Maciej Markowicz | Interview
“Photography has the ability to divide human life into a series of moments; each of them has the value of complete existence.” Eadweard Muybridge
Maciej Markowicz is an artist with a boat that he turned into a Camera Obscura in 2017. Living on a floating surface while travelling around Europe, Markowicz doesn’t waste any minute. He organises workshops for kids and adults and fascinates everyone with the magic of creating 8 seconds paintings with light and motion on colour photographic paper.
His artwork is included in the collection of the French Museum of Photography, the German Bundestag Art Collection, Rother's Mills, the Institute for Arts and Culture, Poland, and many private collections in the USA, UK, and Europe.
About the creation of Camera Obscura:
It was my dream to have a boat since 2012 and then I finally built the vehicle in 2017. Amsterdam was the first place where I put the boat into the world. It was during the UNSEEN. Since 2017 I work only on the boat, but it has been only one of many of my transformed photographic devices with help of which, I expose light directly on colourful graphic paper.
After Amsterdam, I went with the boat to the Paris Photo Event, which was part of Bienalle Hamburg. I was travelling around Europe in a boat together with another artist, who had his own boat with a totally different concept: Claudius Schulze. Since then, I was living the dream and realising how important is to share this idea of special image-making with people. This initial journey from Amsterdam to Paris, from Paris to Hamburg and from Hamburg to Berlin provided such an incredible experience not only for me but also for the audience that came to visit my boat. And doesn’t matter who I received there: an art lover or a 5-year-old kid, everyone was feeling super relaxed, forgetting about anything else, focusing only on the here and now. I guess it’s because the idea of the power of light in the dark space leaves you in a hypnotised state. And the kids go crazy because they have no idea of what is going on with all the colours and the lights. For them, it is something completely different, something very alive, not the usual world of digital gadgets that they are used to.
Whenever I go now, I always try to organise a workshop for children, it gives me so much energy and, lots of inspiration. Finally, they discover, that you don't have to have a smartphone to take a picture, you can also make your handmade camera obscura out of a shoebox, for instance.
The initial inspiration
I started my studies in 2007 and by that time I was already interested in analogue photography. Growing up in the South of Poland, I had lots of friends interested in photography. We would just set up our little dark room in the basement. Everything is very low profile, nothing high-tech as you can imagine. And we would spend hours and hours there, projecting the images on the wall and developing the negatives of our experimental projects. It was the very beginning of my exploration of analogue photography and one of the most exciting times of my life.

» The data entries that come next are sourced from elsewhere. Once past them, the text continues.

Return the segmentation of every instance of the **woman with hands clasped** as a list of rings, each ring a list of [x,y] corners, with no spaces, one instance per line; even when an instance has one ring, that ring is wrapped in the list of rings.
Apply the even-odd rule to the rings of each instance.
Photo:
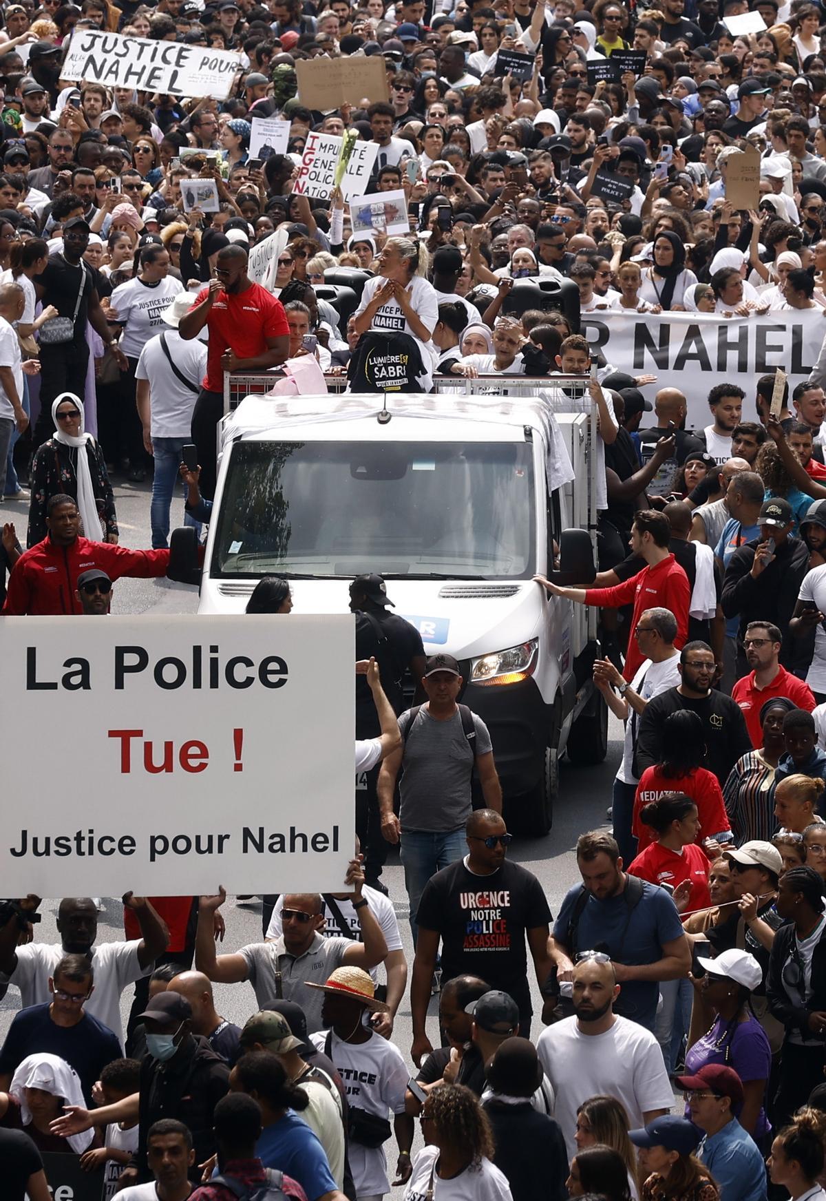
[[[388,238],[375,261],[377,275],[367,280],[354,313],[355,333],[408,334],[421,351],[425,375],[419,383],[432,387],[436,348],[432,342],[438,322],[438,297],[429,280],[427,251],[413,238]]]

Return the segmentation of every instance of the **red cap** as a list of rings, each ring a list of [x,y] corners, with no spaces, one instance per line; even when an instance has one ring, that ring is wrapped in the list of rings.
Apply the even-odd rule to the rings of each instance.
[[[706,1064],[694,1076],[677,1076],[677,1083],[681,1088],[698,1092],[710,1088],[720,1097],[729,1097],[732,1105],[743,1103],[742,1081],[734,1068],[726,1068],[724,1063]]]

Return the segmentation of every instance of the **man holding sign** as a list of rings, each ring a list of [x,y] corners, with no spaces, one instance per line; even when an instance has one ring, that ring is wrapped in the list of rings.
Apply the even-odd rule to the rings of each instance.
[[[178,333],[185,341],[209,329],[206,375],[192,412],[192,441],[198,447],[200,494],[215,496],[215,429],[223,414],[225,371],[268,371],[289,351],[289,325],[283,305],[247,275],[247,252],[234,244],[219,252],[215,277],[202,288],[181,317]]]

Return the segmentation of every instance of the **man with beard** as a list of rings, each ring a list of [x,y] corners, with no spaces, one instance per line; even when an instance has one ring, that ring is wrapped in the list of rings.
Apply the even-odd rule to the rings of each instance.
[[[28,896],[16,902],[22,913],[35,913],[40,897]],[[84,1008],[118,1035],[122,1044],[120,994],[145,975],[163,954],[169,931],[145,897],[127,892],[126,908],[132,909],[142,937],[131,942],[97,943],[97,906],[91,897],[64,897],[58,907],[60,942],[26,943],[18,946],[20,925],[11,913],[0,926],[0,980],[17,985],[24,1009],[52,1000],[49,978],[65,955],[85,955],[95,972],[95,988]]]
[[[576,1154],[576,1110],[589,1097],[616,1097],[635,1129],[671,1112],[659,1044],[638,1022],[613,1012],[620,988],[607,955],[591,951],[573,969],[574,1016],[546,1027],[537,1042],[569,1158]]]
[[[181,317],[184,341],[209,329],[209,355],[203,387],[192,412],[192,441],[198,447],[202,496],[215,495],[215,428],[223,416],[225,371],[268,371],[289,351],[283,305],[247,275],[247,253],[238,244],[219,251],[215,276]]]
[[[622,985],[616,1009],[653,1030],[659,982],[680,980],[690,967],[674,901],[663,889],[623,871],[620,847],[609,833],[580,835],[576,866],[582,883],[565,894],[551,938],[558,979],[571,980],[580,957],[605,952],[613,963],[615,982]],[[617,997],[618,990],[613,1002]]]

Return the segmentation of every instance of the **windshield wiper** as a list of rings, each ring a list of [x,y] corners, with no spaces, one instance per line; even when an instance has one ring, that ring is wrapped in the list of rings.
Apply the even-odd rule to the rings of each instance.
[[[457,575],[455,572],[384,572],[385,580],[484,580],[485,575]]]

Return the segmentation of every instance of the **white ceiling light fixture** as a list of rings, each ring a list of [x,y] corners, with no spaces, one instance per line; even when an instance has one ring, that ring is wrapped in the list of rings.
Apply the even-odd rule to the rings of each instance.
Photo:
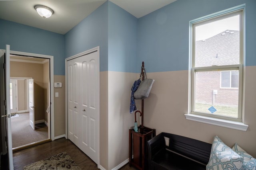
[[[53,14],[53,10],[48,6],[42,5],[36,5],[34,6],[38,14],[44,18],[50,17]]]

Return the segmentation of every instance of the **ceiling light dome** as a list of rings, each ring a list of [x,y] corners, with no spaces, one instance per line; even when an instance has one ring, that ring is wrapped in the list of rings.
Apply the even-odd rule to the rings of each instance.
[[[54,13],[53,10],[44,5],[36,5],[34,8],[38,14],[44,18],[50,17]]]

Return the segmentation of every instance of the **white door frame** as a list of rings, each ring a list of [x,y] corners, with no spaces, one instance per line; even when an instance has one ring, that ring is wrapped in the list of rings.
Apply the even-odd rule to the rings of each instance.
[[[15,89],[15,103],[14,103],[15,104],[15,106],[14,105],[14,102],[12,102],[12,109],[13,110],[13,107],[14,106],[15,107],[15,111],[13,111],[13,110],[12,111],[12,109],[11,109],[11,113],[17,113],[17,111],[18,110],[18,87],[17,87],[17,85],[18,85],[18,81],[17,80],[17,79],[12,79],[11,78],[11,77],[10,77],[10,83],[11,83],[11,82],[15,82],[15,88],[14,88]],[[14,89],[13,88],[13,87],[12,87],[12,89]],[[12,92],[13,92],[13,90],[12,91]],[[12,101],[13,101],[13,96],[12,96]]]
[[[67,107],[68,107],[68,103],[67,103],[67,94],[68,94],[68,89],[67,89],[67,63],[68,61],[72,60],[72,59],[75,59],[76,58],[82,56],[84,55],[86,55],[87,54],[89,54],[90,53],[93,53],[94,51],[98,51],[98,59],[99,59],[99,63],[100,63],[100,46],[96,47],[94,48],[92,48],[89,50],[88,50],[86,51],[84,51],[83,52],[80,53],[79,54],[77,54],[76,55],[73,55],[72,56],[70,57],[69,57],[67,58],[66,59],[65,61],[65,86],[66,86],[66,138],[68,138],[68,110],[67,110]],[[99,65],[99,67],[100,67],[100,65]],[[99,167],[99,166],[100,165],[100,75],[99,75],[98,77],[98,84],[97,85],[97,88],[98,89],[98,96],[97,96],[98,98],[98,161],[97,162],[96,162],[96,164],[98,165],[98,168]]]
[[[5,53],[5,50],[0,49]],[[50,117],[51,117],[51,139],[54,140],[54,72],[53,72],[53,56],[51,55],[43,55],[30,53],[25,53],[13,51],[10,51],[10,55],[22,55],[35,57],[40,57],[50,59]]]

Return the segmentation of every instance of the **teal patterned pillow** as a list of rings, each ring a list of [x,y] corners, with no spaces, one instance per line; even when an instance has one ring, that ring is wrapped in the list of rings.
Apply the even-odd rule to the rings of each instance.
[[[244,170],[243,158],[215,136],[206,170]]]
[[[256,159],[236,143],[232,149],[244,158],[243,166],[244,170],[256,170]]]

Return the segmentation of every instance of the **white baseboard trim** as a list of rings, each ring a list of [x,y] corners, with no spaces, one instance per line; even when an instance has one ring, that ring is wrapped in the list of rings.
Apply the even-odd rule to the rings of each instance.
[[[65,134],[62,135],[58,136],[56,136],[55,137],[54,137],[54,140],[58,139],[61,138],[62,137],[66,137],[66,135],[65,135]]]
[[[103,168],[103,167],[100,165],[99,165],[98,166],[98,168],[100,169],[100,170],[106,170],[106,169]]]
[[[35,121],[35,124],[41,123],[44,123],[45,120],[44,119],[36,120]]]
[[[126,159],[124,161],[122,162],[121,164],[116,166],[111,170],[118,170],[125,165],[127,163],[129,162],[129,158]]]
[[[19,110],[18,111],[17,111],[16,113],[26,113],[29,112],[29,110]]]

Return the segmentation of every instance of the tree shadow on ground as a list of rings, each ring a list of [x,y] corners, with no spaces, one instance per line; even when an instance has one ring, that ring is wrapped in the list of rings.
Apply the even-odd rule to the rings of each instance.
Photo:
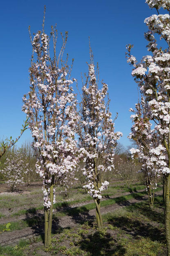
[[[103,234],[99,231],[87,236],[82,234],[82,239],[79,241],[80,248],[89,253],[92,256],[123,256],[125,249],[116,244],[109,233]]]
[[[38,212],[35,208],[29,209],[25,215],[24,221],[34,231],[34,235],[40,236],[44,242],[44,215]],[[60,226],[58,218],[53,215],[51,233],[60,233],[64,229]]]
[[[88,221],[89,225],[92,225],[95,216],[89,214],[89,210],[85,206],[81,207],[67,207],[63,211],[67,215],[72,217],[72,219],[76,223],[83,224]]]
[[[142,221],[132,220],[124,217],[112,217],[108,219],[108,222],[114,227],[125,231],[136,239],[143,236],[148,237],[154,241],[165,242],[164,231],[159,229],[149,223],[143,223]]]
[[[137,211],[140,214],[148,217],[150,220],[156,221],[158,223],[164,224],[165,215],[163,208],[161,207],[159,208],[150,209],[149,205],[143,202],[134,203],[128,207],[130,211]]]

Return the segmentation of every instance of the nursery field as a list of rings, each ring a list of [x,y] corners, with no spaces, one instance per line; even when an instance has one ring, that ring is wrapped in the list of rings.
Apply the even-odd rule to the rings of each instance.
[[[101,229],[96,226],[95,204],[83,189],[75,186],[63,199],[57,188],[52,242],[47,251],[43,247],[41,187],[36,182],[11,193],[5,184],[0,185],[1,256],[166,255],[161,186],[151,210],[144,186],[136,181],[128,189],[122,181],[112,180],[102,193]]]

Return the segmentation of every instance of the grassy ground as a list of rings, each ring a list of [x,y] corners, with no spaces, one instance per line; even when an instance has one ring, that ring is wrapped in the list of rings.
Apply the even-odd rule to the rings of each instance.
[[[121,202],[134,197],[139,198],[143,195],[144,193],[136,191],[142,188],[143,187],[136,184],[130,190],[128,190],[123,185],[119,186],[116,184],[114,186],[113,184],[107,191],[104,192],[103,195],[107,199],[102,201],[102,206]],[[89,196],[83,194],[83,191],[80,188],[74,188],[74,191],[77,191],[76,194],[71,194],[69,200],[64,202],[62,202],[62,201],[64,200],[60,197],[60,202],[55,205],[55,207],[61,208],[75,202],[85,202],[89,200]],[[79,190],[78,193],[77,190]],[[128,191],[130,191],[131,194],[123,195],[123,193]],[[118,191],[122,195],[115,198],[110,198],[116,195],[116,193],[118,193]],[[135,193],[133,193],[134,191]],[[34,194],[31,195],[35,196],[35,195],[36,195],[36,197],[39,196],[37,196],[38,193],[36,194],[35,192],[33,191]],[[29,194],[30,199],[31,195]],[[7,195],[4,195],[4,197],[3,195],[2,196],[3,202],[7,199]],[[13,202],[12,200],[15,198],[16,205],[18,198],[17,195],[14,198],[12,196],[7,197],[7,202],[3,203],[9,204],[10,201]],[[24,201],[24,198],[22,198],[22,200]],[[20,207],[23,208],[23,205],[20,200],[19,201]],[[22,204],[24,203],[22,202]],[[36,208],[38,208],[41,207],[40,204],[40,202],[38,202],[37,206],[35,203],[34,206]],[[29,206],[30,208],[29,202],[25,202],[24,205],[27,205],[25,207]],[[13,203],[13,207],[14,205]],[[74,215],[94,208],[93,203],[73,209],[67,207],[67,207],[64,207],[62,214]],[[104,227],[102,229],[98,229],[95,220],[93,220],[84,222],[81,224],[77,224],[74,228],[58,228],[52,235],[51,246],[48,251],[44,251],[43,238],[40,236],[27,240],[21,240],[16,245],[0,247],[0,255],[164,256],[166,255],[166,247],[164,233],[163,208],[162,197],[157,196],[155,198],[154,208],[152,210],[149,209],[148,202],[145,202],[136,203],[133,206],[128,206],[103,215]],[[24,210],[28,211],[28,209],[20,209],[18,212],[20,214],[24,214],[24,211],[19,211]],[[34,213],[34,211],[36,211],[36,209],[32,208],[32,211]],[[17,213],[17,211],[16,213]],[[13,214],[12,212],[11,215]],[[57,217],[57,214],[54,215],[54,218]],[[33,218],[30,222],[29,223],[24,220],[13,222],[13,223],[11,222],[11,230],[24,229],[35,224],[39,225],[43,223],[43,219]],[[2,226],[0,227],[0,230],[2,229]]]

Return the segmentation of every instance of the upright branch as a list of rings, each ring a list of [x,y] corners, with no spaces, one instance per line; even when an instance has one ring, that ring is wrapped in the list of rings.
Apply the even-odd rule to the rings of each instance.
[[[137,157],[141,163],[140,171],[143,174],[148,192],[150,208],[153,207],[154,190],[158,178],[167,164],[166,148],[161,144],[162,137],[151,129],[144,99],[136,104],[136,110],[130,109],[134,123],[129,138],[132,139],[137,147],[130,150],[134,159]]]
[[[46,247],[51,243],[54,186],[75,168],[77,150],[74,139],[77,101],[71,86],[75,79],[69,78],[67,57],[65,61],[63,59],[67,32],[65,36],[62,35],[63,44],[58,57],[55,27],[52,27],[51,35],[52,58],[50,38],[44,25],[42,31],[38,31],[31,41],[34,55],[29,69],[30,91],[23,98],[23,111],[29,118],[33,145],[39,152],[36,167],[43,180]]]
[[[108,86],[103,83],[101,90],[98,89],[90,48],[90,53],[88,75],[82,88],[78,134],[80,156],[85,163],[83,174],[87,178],[84,187],[95,202],[97,224],[100,227],[103,225],[100,210],[101,192],[109,184],[103,181],[103,173],[114,168],[114,150],[122,134],[114,131],[109,100],[107,100]]]
[[[170,2],[169,0],[146,0],[151,8],[158,14],[146,18],[145,23],[149,31],[145,34],[148,41],[147,48],[151,55],[144,56],[137,63],[131,55],[132,45],[128,45],[126,53],[128,61],[134,66],[132,74],[138,84],[145,99],[147,115],[155,124],[154,128],[158,134],[158,150],[153,149],[153,156],[163,152],[163,158],[159,168],[166,183],[165,199],[165,231],[167,255],[170,256]],[[168,13],[159,14],[160,8]],[[167,48],[159,48],[155,35],[164,40]],[[165,160],[164,156],[166,159]]]

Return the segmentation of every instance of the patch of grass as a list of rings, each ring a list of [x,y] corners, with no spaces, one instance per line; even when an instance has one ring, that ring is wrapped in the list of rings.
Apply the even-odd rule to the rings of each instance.
[[[0,219],[2,217],[5,217],[5,215],[4,214],[2,214],[2,213],[0,213]]]
[[[27,256],[25,250],[29,242],[28,240],[20,240],[15,246],[0,246],[1,256]]]

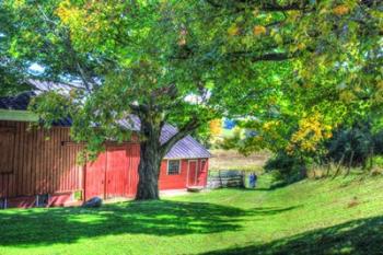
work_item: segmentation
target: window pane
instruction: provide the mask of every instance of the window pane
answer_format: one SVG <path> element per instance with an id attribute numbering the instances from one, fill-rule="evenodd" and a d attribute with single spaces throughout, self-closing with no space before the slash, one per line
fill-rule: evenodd
<path id="1" fill-rule="evenodd" d="M 170 160 L 167 162 L 167 174 L 169 175 L 179 174 L 179 161 L 178 160 Z"/>

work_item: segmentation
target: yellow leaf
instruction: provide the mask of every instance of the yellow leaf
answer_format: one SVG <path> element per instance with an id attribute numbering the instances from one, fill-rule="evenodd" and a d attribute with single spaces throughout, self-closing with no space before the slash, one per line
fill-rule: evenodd
<path id="1" fill-rule="evenodd" d="M 349 11 L 350 11 L 350 9 L 346 4 L 340 4 L 340 5 L 337 5 L 333 9 L 333 13 L 335 15 L 338 15 L 338 16 L 345 15 Z"/>

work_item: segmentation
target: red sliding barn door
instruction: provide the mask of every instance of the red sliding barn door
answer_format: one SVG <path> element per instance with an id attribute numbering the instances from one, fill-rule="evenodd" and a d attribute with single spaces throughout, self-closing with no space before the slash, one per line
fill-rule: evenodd
<path id="1" fill-rule="evenodd" d="M 100 153 L 98 158 L 86 164 L 85 199 L 92 197 L 104 198 L 105 195 L 105 169 L 106 153 Z"/>
<path id="2" fill-rule="evenodd" d="M 86 165 L 85 199 L 135 196 L 139 161 L 138 144 L 107 147 L 95 162 Z"/>
<path id="3" fill-rule="evenodd" d="M 128 151 L 126 147 L 107 148 L 105 197 L 124 197 L 128 187 Z"/>
<path id="4" fill-rule="evenodd" d="M 196 186 L 197 185 L 197 161 L 189 161 L 188 166 L 188 177 L 187 177 L 187 186 Z"/>

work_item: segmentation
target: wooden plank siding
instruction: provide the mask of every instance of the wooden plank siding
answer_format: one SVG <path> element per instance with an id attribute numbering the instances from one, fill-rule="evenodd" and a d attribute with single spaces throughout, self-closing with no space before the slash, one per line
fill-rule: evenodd
<path id="1" fill-rule="evenodd" d="M 82 199 L 136 196 L 140 144 L 135 136 L 131 142 L 106 142 L 105 151 L 82 166 L 77 158 L 83 144 L 71 141 L 69 127 L 46 130 L 0 120 L 0 198 L 7 198 L 8 207 L 33 207 L 36 195 L 45 194 L 49 195 L 48 206 L 72 205 L 81 202 L 73 199 L 77 190 L 82 192 Z M 162 161 L 160 190 L 186 189 L 190 182 L 206 186 L 208 159 L 179 162 L 179 173 L 170 175 L 167 160 Z M 192 178 L 190 162 L 196 166 Z"/>
<path id="2" fill-rule="evenodd" d="M 13 128 L 13 159 L 10 173 L 0 173 L 0 197 L 57 194 L 82 189 L 82 166 L 77 164 L 81 146 L 69 141 L 69 128 L 50 130 L 30 128 L 27 123 L 0 121 L 0 128 Z M 2 149 L 4 150 L 4 149 Z M 9 153 L 0 151 L 1 157 Z"/>

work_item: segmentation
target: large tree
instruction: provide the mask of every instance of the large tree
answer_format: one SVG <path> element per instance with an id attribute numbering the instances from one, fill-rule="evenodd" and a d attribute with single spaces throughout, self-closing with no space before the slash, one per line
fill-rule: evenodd
<path id="1" fill-rule="evenodd" d="M 282 84 L 312 104 L 379 89 L 368 74 L 382 56 L 379 1 L 3 2 L 13 57 L 43 66 L 35 79 L 72 88 L 38 100 L 40 113 L 62 109 L 47 123 L 69 114 L 74 139 L 97 151 L 129 135 L 119 120 L 139 117 L 137 199 L 159 198 L 160 162 L 179 139 L 222 115 L 265 112 Z M 178 132 L 160 141 L 165 123 Z"/>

And in 2007, when I finally started my studies in London, together with the other students, we went on a field trip to Lacock Abbey in South-West England. There, in an exhibition of William Henry Fox Talbot, who was an English scientist, inventor, and photography pioneer (he invented the salted paper and calotype processes), I discovered how in the early 18th century, the normal paper was transformed into the photosensitive. I took a lot of pictures and made plenty of notes of Fox Talbot's drawings, so when I came home, I had a goal to recreate the process initiated by the master. I thought that to understand photography I have to understand how it was born.
And then I spend three months immersed in the process of creating collotypes. I turned my apartment into one big darkroom. After three months, I came up with a mini-series of collotypes and I was fascinated by how this work was born. By that time I was already exploring how different objects, containers, and rooms can be turned into cameras. During months of research, my whole darkroom was also my camera. It was the time when I fell in love with the power of light.
Five years later, in 2012 I finally discovered what was missing in my process and what I was looking for. I was living in New York during that year and one day when I was in the metro, the light in the train went off and light from the tunnel went in and allowed for the glittering images to enter that dark space and be projected on the walls of the wagon. This was my “eureka moment” when I realised that I have to use the colour paper with my camera obscura to achieve this mysterious, shiny result in a kaleidoscope of different colours and lights.
My current goal is to continue sharing my work and my artistic approach with as many people as possible. As I have mentioned before, it is so inspiring for both sides. I want to continue working with children, especially children that don’t have easy access to workshops in photography or other types of art.
I think that investing in future generations is the most important achievement you can aim for. And as I have mentioned before, the curiosity of children and their openness to the subject is beyond everything. Currently, I am organising a lot of workshops for children and specifically for refugee children from Ukraine. The kids that went through such tough times, really deserve these moments of pure magic that can brighten their days.